Hari-hari berlalu, dan Berto mulai belajar menerima. Maria telah memilih—atau tepatnya dipilihkan—jalan hidupnya. Ia tak bisa melawan adat, dan ia tak mau menyalahkan siapa-siapa. Hidup memang sering begitu: cinta kalah oleh tradisi, hati kalah oleh keputusan orangtua.

Meski begitu, Berto tak menyerah pada hidup. “Kalau bukan Maria, mungkin akan ada yang lain,” katanya suatu malam sambil menatap rembulan di Pantai Waisai Torang Cinta. Tapi jauh di dalam hatinya, ia tahu, luka itu akan tinggal lama.

Kini, laut bukan lagi sekadar tempat ia mencari uang. Laut menjadi rumah kedua, tempat ia menemukan ketenangan, tempat ia menyembunyikan luka. Di bawah permukaan, di antara karang dan ikan-ikan, ia merasa diterima tanpa syarat.
Laut tak pernah menanyakan “rona tungku”, tak pernah peduli siapa keluarganya, tak pernah menolak cintanya. Laut hanya memeluknya dengan arus yang kadang tenang, kadang ganas, sama seperti hidup itu sendiri.

Berto tetap bertahan di Raja Ampat. Ia terus bekerja sebagai pemadu wisata, mengantar tamu dari berbagai belahan dunia. Senyumnya tetap hangat, meski hatinya pernah dihempas. Dan setiap kali ia menatap matahari tenggelam di cakrawala, ia selalu ingat bahwa di balik setiap senja ada cerita yang tak kembali.

Namun ia juga sadar, hidup harus terus berjalan. Cinta mungkin kalah, tapi dirinya tak boleh kalah.
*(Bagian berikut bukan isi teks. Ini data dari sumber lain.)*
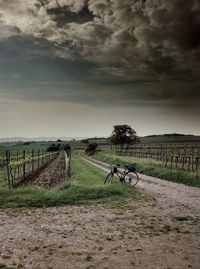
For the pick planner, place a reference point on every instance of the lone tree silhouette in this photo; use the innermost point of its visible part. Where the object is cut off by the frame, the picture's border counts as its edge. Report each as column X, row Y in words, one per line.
column 123, row 135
Dan dengan itu, ia melangkah maju, membiarkan laut dan waktu mengobati luka yang ditinggalkan oleh sesuatu yang bernama “rona tungku.”

Catatan Redaksi:

Cerita pendek ini adalah karya fiksi. Apabila terdapat kesamaan nama tokoh, tempat, maupun peristiwa dengan kejadian nyata, hal tersebut semata-mata kebetulan dan tidak disengaja.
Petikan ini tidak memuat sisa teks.